The Cordoba House Debate: "It's Like A Dog Chasing Its Tail"

A lot has been written and will be written about the controversy* surrounding the proposed construction of the Cordoba House, two blocks from the World Trade Center site in Lower Manhattan. The Cordoba House, an Islamic cultural center, also happens to include a space for prayer commonly known as a mosque. It is but one of several programs of the Cordoba Initiative, a non-profit organization dedicated to improving and cultivating "multi-cultural and multi-faith understanding across minds and borders."

Much of the discourse in opposition to the proposed Cordoba House has proven to be vacuous and fear driven. I have been so frustrated that it has been difficult for me to articulate my thoughts on the matter. To gain some perspective on the issue, I contacted a good friend, Kate, a proud New Yorker who was in Manhattan on September 11th. Kate always has a well reasoned, informed, and most importantly, sincere take on things. Here is what she said:

Okay, now for the mosque debate as it has been dubbed- never mind that this is intended to also be a place where Muslims and other Americans can find common ground. I guess I can sum it up like this: I am a Jew, my people have been through the worst of humanity, time and time again because of that fact. For me to deny anyone the right to practice their religion in a peaceful way goes against everything my people stand for. All Muslims are not terrorists, just like all Christians are not religious fanatics, and all Jews are not zealots. I have met many Muslim people who embraced me with open arms even though our people have faced a strained relationship over the years. I respect their dedication to faith and family.

Aren't we all being just a tab bit hypocritical? Haven't we fought for religious freedom throughout history? Isn't that why we sought out the new land? Wasn't that our foundation as a country? And isn't the ability to set up shop (i.e. a place of worship) wherever and whenever a religious group wants, aligned with our freedom of religion? I get confused when Americans want to uphold some of our constitutional rights like owning firearms, but not others. And I thought most Americans appreciate the 1st Amendment, but perhaps not the freedom of religion part unless it's Christianity. It's like a dog chasing its tail... eventually, it will bite itself.
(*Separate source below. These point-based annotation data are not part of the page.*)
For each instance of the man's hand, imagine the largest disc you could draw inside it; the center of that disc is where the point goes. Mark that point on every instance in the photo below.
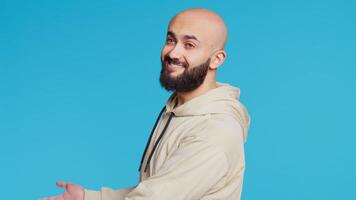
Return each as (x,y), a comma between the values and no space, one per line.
(72,192)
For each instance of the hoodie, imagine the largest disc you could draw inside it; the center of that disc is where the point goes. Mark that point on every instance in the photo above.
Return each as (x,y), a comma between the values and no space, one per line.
(195,151)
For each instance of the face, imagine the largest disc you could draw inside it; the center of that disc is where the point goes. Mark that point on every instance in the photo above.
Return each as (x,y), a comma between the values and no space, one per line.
(185,57)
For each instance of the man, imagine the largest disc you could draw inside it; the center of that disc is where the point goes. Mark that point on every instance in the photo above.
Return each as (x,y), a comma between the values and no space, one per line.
(196,148)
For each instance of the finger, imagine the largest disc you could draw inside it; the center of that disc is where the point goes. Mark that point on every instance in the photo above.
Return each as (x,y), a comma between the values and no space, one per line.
(61,184)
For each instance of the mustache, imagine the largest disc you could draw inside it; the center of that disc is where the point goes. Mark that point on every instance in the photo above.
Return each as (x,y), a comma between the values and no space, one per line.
(174,61)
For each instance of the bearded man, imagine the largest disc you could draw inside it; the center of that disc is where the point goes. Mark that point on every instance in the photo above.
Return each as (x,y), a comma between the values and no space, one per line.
(196,148)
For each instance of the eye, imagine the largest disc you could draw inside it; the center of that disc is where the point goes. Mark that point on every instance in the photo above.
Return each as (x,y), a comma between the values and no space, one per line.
(169,41)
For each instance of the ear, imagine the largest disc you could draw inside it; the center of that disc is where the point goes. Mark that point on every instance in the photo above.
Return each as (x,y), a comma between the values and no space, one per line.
(217,59)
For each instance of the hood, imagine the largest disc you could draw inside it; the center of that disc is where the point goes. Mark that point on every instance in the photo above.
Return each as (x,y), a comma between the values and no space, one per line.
(222,100)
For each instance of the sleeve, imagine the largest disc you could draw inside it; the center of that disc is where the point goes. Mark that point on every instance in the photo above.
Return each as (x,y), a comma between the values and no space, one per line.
(194,168)
(106,194)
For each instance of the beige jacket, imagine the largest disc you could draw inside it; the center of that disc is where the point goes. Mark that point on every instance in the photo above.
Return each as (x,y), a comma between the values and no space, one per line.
(200,155)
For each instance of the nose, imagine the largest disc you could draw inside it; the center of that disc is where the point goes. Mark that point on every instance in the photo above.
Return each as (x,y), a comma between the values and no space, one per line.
(176,52)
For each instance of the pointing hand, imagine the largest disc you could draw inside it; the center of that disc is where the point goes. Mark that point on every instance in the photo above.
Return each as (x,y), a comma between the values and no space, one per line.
(72,192)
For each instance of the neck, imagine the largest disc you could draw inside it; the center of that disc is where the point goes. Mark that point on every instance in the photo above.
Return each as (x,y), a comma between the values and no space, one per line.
(203,88)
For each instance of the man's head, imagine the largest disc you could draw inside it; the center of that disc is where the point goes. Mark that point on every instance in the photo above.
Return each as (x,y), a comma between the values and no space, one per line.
(193,50)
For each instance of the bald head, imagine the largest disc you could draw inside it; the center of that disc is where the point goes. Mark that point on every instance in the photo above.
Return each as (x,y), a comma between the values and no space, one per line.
(208,25)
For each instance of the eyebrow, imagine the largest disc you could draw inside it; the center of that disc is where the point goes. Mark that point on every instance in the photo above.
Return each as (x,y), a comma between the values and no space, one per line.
(187,37)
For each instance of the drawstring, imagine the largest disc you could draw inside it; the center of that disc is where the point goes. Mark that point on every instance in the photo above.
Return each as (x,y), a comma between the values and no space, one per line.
(149,140)
(159,138)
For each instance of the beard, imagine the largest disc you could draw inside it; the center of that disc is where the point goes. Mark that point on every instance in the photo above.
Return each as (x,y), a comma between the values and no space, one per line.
(189,80)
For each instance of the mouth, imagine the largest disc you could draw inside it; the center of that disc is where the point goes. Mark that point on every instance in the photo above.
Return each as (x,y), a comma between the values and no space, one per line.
(173,67)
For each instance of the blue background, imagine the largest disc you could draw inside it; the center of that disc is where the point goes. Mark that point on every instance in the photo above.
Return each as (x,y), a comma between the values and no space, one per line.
(79,93)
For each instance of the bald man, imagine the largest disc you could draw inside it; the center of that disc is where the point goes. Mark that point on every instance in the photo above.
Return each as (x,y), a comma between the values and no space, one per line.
(196,148)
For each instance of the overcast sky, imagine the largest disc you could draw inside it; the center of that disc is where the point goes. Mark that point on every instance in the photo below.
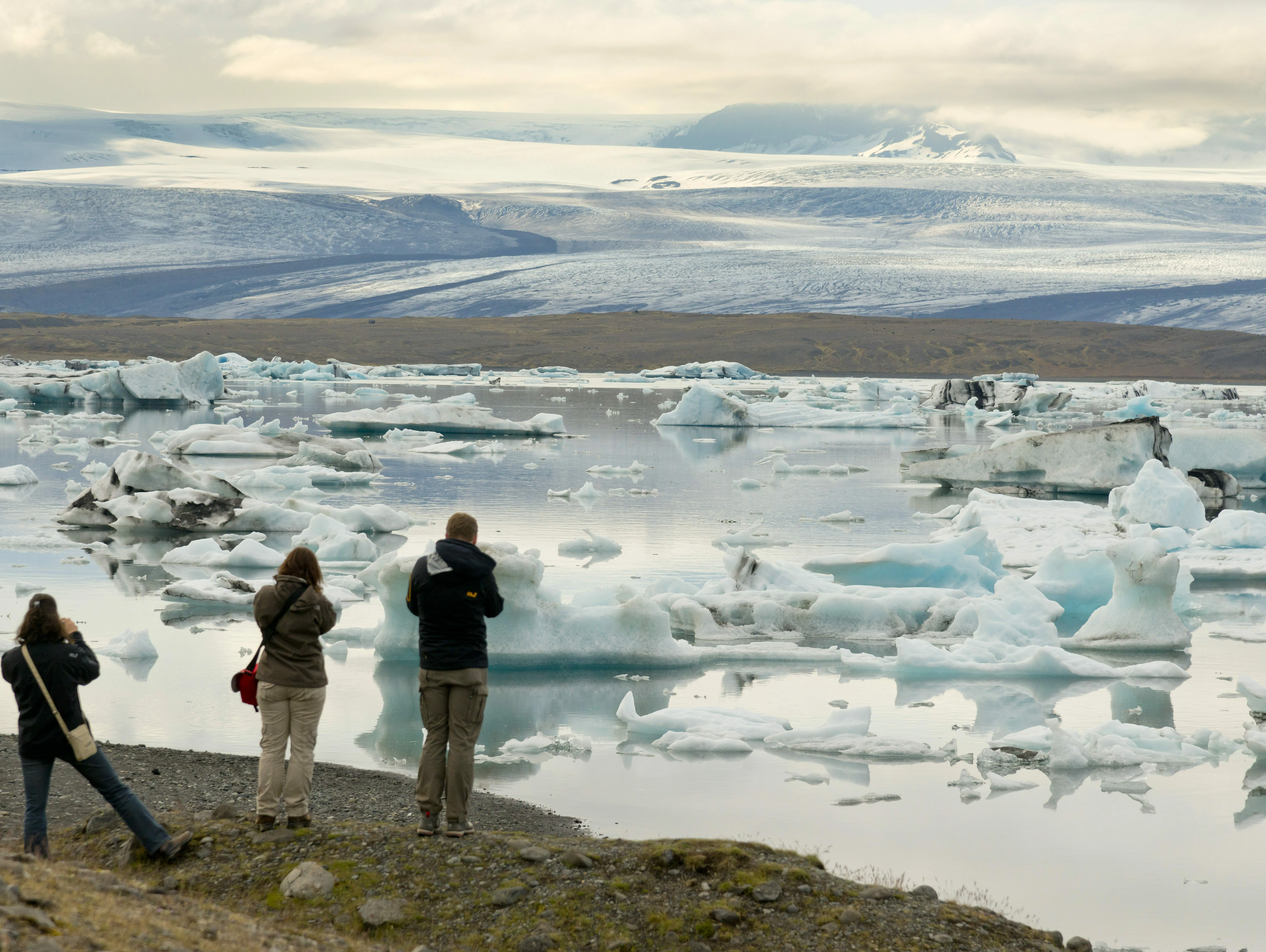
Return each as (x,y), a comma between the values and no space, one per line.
(1096,68)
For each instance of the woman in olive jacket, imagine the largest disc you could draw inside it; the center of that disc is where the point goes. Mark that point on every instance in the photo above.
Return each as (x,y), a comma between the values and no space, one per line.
(292,687)
(65,663)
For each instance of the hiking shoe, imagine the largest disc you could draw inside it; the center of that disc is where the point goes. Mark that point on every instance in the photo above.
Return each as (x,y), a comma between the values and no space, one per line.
(171,849)
(459,830)
(37,847)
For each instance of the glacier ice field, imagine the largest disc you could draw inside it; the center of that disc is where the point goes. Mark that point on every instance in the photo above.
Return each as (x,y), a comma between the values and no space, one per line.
(337,213)
(1150,835)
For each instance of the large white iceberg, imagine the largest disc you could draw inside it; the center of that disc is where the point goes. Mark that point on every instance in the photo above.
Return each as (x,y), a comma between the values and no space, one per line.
(707,406)
(721,722)
(1078,461)
(17,477)
(144,489)
(199,380)
(1158,497)
(1240,453)
(1140,617)
(969,561)
(1015,637)
(440,418)
(268,440)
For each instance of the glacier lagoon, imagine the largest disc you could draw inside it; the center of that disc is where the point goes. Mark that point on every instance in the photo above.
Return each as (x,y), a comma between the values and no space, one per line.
(1174,870)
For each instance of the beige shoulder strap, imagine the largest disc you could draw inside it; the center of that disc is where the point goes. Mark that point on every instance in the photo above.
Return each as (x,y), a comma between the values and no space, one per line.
(47,696)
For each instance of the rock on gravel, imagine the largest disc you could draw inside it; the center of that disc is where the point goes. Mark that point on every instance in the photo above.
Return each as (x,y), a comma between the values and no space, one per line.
(768,892)
(577,860)
(509,896)
(310,880)
(380,912)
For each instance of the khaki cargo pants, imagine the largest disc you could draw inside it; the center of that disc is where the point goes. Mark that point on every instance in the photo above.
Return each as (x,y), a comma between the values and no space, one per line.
(452,712)
(288,715)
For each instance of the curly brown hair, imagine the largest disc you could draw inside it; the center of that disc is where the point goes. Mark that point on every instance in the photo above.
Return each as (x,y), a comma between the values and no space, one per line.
(302,564)
(42,623)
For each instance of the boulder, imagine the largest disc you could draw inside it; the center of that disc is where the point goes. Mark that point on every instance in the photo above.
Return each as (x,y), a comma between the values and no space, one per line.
(310,880)
(380,912)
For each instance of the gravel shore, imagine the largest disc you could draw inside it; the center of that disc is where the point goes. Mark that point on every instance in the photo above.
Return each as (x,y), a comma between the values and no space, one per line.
(194,780)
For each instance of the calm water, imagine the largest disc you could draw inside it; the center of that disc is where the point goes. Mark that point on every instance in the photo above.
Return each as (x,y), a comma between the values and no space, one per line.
(1071,858)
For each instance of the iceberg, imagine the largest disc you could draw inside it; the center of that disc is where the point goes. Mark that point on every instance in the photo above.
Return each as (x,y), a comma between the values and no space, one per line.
(247,554)
(698,742)
(1140,617)
(199,380)
(1240,453)
(144,489)
(131,645)
(712,370)
(594,545)
(334,542)
(440,418)
(720,722)
(1158,497)
(970,563)
(17,477)
(264,440)
(1094,460)
(707,406)
(1235,528)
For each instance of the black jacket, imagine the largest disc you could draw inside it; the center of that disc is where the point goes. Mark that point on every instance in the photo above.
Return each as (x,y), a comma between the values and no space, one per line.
(452,592)
(64,666)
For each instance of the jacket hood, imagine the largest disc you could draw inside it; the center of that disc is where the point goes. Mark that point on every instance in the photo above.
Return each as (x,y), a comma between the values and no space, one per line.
(461,557)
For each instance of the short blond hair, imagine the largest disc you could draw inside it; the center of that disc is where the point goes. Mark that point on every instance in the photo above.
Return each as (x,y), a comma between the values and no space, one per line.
(461,526)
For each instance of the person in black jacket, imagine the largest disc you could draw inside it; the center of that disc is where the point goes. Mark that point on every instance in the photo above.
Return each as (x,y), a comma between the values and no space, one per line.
(452,592)
(65,663)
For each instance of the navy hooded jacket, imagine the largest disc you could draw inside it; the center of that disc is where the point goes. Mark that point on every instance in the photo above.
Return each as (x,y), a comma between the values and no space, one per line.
(452,592)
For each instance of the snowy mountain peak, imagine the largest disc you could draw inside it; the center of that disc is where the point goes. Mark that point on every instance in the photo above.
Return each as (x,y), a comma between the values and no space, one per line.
(835,131)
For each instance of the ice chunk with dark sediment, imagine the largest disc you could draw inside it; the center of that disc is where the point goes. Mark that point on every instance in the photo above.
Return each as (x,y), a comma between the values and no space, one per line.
(1094,460)
(440,418)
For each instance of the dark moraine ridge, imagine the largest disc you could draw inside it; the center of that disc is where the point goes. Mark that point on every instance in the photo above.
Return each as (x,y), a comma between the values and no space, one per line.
(775,344)
(195,780)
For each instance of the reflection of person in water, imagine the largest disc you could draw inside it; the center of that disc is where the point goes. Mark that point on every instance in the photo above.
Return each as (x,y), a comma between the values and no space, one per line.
(452,592)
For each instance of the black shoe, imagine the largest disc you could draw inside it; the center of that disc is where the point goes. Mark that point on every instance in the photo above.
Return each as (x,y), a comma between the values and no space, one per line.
(171,849)
(37,847)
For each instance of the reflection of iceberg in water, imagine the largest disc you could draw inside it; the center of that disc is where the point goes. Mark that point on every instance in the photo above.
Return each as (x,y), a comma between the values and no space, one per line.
(398,734)
(1002,707)
(1255,809)
(723,439)
(1155,707)
(850,771)
(520,704)
(137,669)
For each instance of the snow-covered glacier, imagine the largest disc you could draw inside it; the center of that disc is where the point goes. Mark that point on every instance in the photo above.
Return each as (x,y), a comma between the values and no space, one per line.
(337,213)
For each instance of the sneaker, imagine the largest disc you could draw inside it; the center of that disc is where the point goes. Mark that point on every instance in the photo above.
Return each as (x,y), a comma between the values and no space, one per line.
(37,847)
(171,849)
(459,830)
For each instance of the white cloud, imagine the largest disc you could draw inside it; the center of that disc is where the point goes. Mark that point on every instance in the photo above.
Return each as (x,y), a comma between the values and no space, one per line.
(674,56)
(27,28)
(106,47)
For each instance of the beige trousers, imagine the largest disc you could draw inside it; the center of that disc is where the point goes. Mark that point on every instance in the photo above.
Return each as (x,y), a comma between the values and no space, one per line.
(452,712)
(288,715)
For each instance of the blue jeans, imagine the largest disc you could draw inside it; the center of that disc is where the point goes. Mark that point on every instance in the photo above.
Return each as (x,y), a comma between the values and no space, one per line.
(97,770)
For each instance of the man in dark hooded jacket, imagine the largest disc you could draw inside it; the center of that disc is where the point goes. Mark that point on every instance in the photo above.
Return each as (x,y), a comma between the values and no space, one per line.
(452,592)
It's frustrating, and politicians spinning this issue to meet their own agenda is reprehensible.

Now let's look at the other side of the, not Newt or Sarah's perspective but the families of 911 victims. I cannot begin to act like I know what it felt like to lose a loved one in those attacks but I saw so much pain in every face I passed on the street and in those haunting fliers posted around the city of loved ones still missing in the wreckage. I recognize that there is still sadness and anger lingering in New York City and around the country but we cannot allow that to be misdirected. There are horrible, destructive, and evil people in this world and they have many faces but we cannot generalize an entire group of people based on the actions of some.

Well said, Kate.

The reasons given in opposition to the construction of the Cordoba House have been based on what Kate correctly refers to as, "generalizations" and "misdirected anger." These arguments have been largely the products of emotion rather than reason. What is most troubling is that for many, opposition to the Cordoba House is the unfortunate result of not only fear, but also prejudice towards Muslims. Republicans as well as Democrats have been guilty of perpetuating these sentiments.

Islamophobia, ignorance, and fear mongering have formed an axis of irrationality, the purveyors of which - exemplified by Sarah Palin and Newt Gingrich - exploit for political gain. Others like Karen Hughes, Gov. David Patterson (D-NY), Howard Dean, and Abe Foxman apply an embarrassingly thin veneer of tolerance to their rhetoric while expressing opposition to the Cordoba House's construction at 51 Park Place.

In addition to hurting our security, as elucidated by James Lamond, New York City Mayor Michael Bloomberg eloquently stated, to deny the construction of the Cordoba House not only contravenes America's founding principles, but also sends the wrong message to a part of the World with which America shares so much and upon which our continued prosperity depends. Moreover, Spencer Ackerman discusses how this controversy is already being used to reinforce the extremist narrative that America does not welcome Muslims, despite our leaders' words to the contrary.

I sincerely hope that Imam Feisal Abdul Rauf, Chairman of the Cordoba Initiative remains committed to the Cordoba House's construction at its currently proposed location. I also hope that the rest of the Nation will think as critically and introspectively as Kate, and that both reason and cool heads prevail.